Со стороны дома раздались изумленные вздохи. Это не было неожиданностью. Видано же — визит болотников не то что обошелся без жертв, но и не принес нового боя! Но, несмотря на положительно благоприятный исход ночи, не обошлось без слез. Слез радости.
— Надеюсь, они оправданы, — пробормотал я себе под нос. Мангусты стоят, что называется, раскрыв рты, Хомт жует челюсть, а я улыбаюсь. Под сцену немого удивления мерги спокойно, никуда не торопясь, покинули двор. Они вышли на дорогу и побрели к стене леса, в болота.
— Хомт, Фидл, пойдем со мной!
Староста подступил медленно, осторожно, в отличие от Хомта — тот бодро шагал к нам, в руке у него непонятным образом очутилась глиняная бутылка с вином.
— А ребята? — спросил он.
— Нам они больше не понадобится. Кстати, Фидл, распорядись, чтобы все малые пахари отдыхали и веселились на всю катушку, теперь по-настоящему. Больше никаких нападений.
Староста закивал и побежал к дому. Остановившись около мужчин, ждущих поодаль, он передал мои слова. Те зашумели, победно, триумфально, и кинулись к прячущимся жителям.
— Хомт, мангустов это тоже касается. Ребята замечательно потрудились эти дни, отплати им не одной монетой, но и отличным отдыхом.

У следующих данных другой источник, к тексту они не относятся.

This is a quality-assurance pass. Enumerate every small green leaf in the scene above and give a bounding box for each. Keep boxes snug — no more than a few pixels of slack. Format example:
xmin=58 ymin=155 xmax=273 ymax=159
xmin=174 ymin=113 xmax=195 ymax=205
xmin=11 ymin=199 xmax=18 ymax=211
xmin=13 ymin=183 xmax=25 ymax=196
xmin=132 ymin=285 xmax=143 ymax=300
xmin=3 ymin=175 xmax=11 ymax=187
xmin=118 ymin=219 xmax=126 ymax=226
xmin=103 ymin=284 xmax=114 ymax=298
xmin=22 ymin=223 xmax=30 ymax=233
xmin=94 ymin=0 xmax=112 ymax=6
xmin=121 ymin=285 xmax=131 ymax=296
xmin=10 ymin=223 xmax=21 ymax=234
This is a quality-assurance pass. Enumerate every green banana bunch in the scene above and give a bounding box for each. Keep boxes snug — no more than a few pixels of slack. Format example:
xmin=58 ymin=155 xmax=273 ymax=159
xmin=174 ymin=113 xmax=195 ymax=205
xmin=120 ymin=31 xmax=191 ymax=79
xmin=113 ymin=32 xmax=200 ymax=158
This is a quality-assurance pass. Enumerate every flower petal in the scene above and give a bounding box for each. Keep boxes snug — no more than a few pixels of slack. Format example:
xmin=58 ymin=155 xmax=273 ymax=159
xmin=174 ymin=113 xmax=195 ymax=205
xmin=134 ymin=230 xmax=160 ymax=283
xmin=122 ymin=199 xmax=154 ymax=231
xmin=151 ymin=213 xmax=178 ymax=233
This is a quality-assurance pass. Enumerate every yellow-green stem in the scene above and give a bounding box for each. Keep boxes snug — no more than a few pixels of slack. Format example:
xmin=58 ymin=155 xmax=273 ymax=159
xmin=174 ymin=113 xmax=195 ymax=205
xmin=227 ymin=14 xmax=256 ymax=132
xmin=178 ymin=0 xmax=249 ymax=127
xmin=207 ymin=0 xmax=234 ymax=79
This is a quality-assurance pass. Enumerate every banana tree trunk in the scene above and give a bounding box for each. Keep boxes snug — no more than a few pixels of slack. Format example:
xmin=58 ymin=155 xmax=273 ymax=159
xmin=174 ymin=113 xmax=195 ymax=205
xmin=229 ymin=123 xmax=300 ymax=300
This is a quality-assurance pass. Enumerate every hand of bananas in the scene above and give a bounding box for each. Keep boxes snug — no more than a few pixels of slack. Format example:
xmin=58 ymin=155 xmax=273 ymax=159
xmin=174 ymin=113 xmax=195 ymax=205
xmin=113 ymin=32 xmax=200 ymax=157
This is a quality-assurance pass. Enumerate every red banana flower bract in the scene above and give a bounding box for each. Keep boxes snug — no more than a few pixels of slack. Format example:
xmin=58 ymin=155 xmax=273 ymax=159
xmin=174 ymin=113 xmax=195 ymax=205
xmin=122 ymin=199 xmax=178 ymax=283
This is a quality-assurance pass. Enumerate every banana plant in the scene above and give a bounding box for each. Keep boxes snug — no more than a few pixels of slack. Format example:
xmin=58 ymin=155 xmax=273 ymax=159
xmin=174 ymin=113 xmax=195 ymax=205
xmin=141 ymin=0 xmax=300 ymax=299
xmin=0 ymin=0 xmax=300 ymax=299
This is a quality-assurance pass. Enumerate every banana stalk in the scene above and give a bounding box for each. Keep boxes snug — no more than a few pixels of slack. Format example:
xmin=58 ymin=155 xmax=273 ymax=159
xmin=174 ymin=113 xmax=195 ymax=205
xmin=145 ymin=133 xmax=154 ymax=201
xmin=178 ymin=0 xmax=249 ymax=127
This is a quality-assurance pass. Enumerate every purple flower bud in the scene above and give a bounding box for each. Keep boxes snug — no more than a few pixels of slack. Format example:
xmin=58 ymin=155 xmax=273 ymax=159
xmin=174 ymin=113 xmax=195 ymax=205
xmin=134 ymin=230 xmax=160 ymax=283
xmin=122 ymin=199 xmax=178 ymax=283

Сорли лихорадочно посмотрел на все еще недоуменных наемников.
— Бойцы, слушай мою команду! Вольно! Снять доспехи, отложить оружие и надраться как следует! Кого замечу трезвым — лишу жалованья и нажалуюсь магистру Лоджалю или самому Памдригу! Выполняй! Ну и раз такое дело, пожалуй, хлебну-ка и я!
Бутылка опустела в четыре глотка и со звоном разлетелась о водозаборную решетку. А вот, кажется, до жителей донесли радостные известия — визжащая толпа громогласной лавиной штурмовала поляну. Они спешили праздновать, веселиться и отмечать. По-честному, как нормальные люди. Они слишком долго ждали. С удвоенными силами и стар, и млад набросилась на угощения; потекло вино и пиво. Наконец-то во всю силу заиграли гусли и волынки; наконец-то во всю прыть затанцевали девушки. Никакой скованности, только искренние улыбки на лицах.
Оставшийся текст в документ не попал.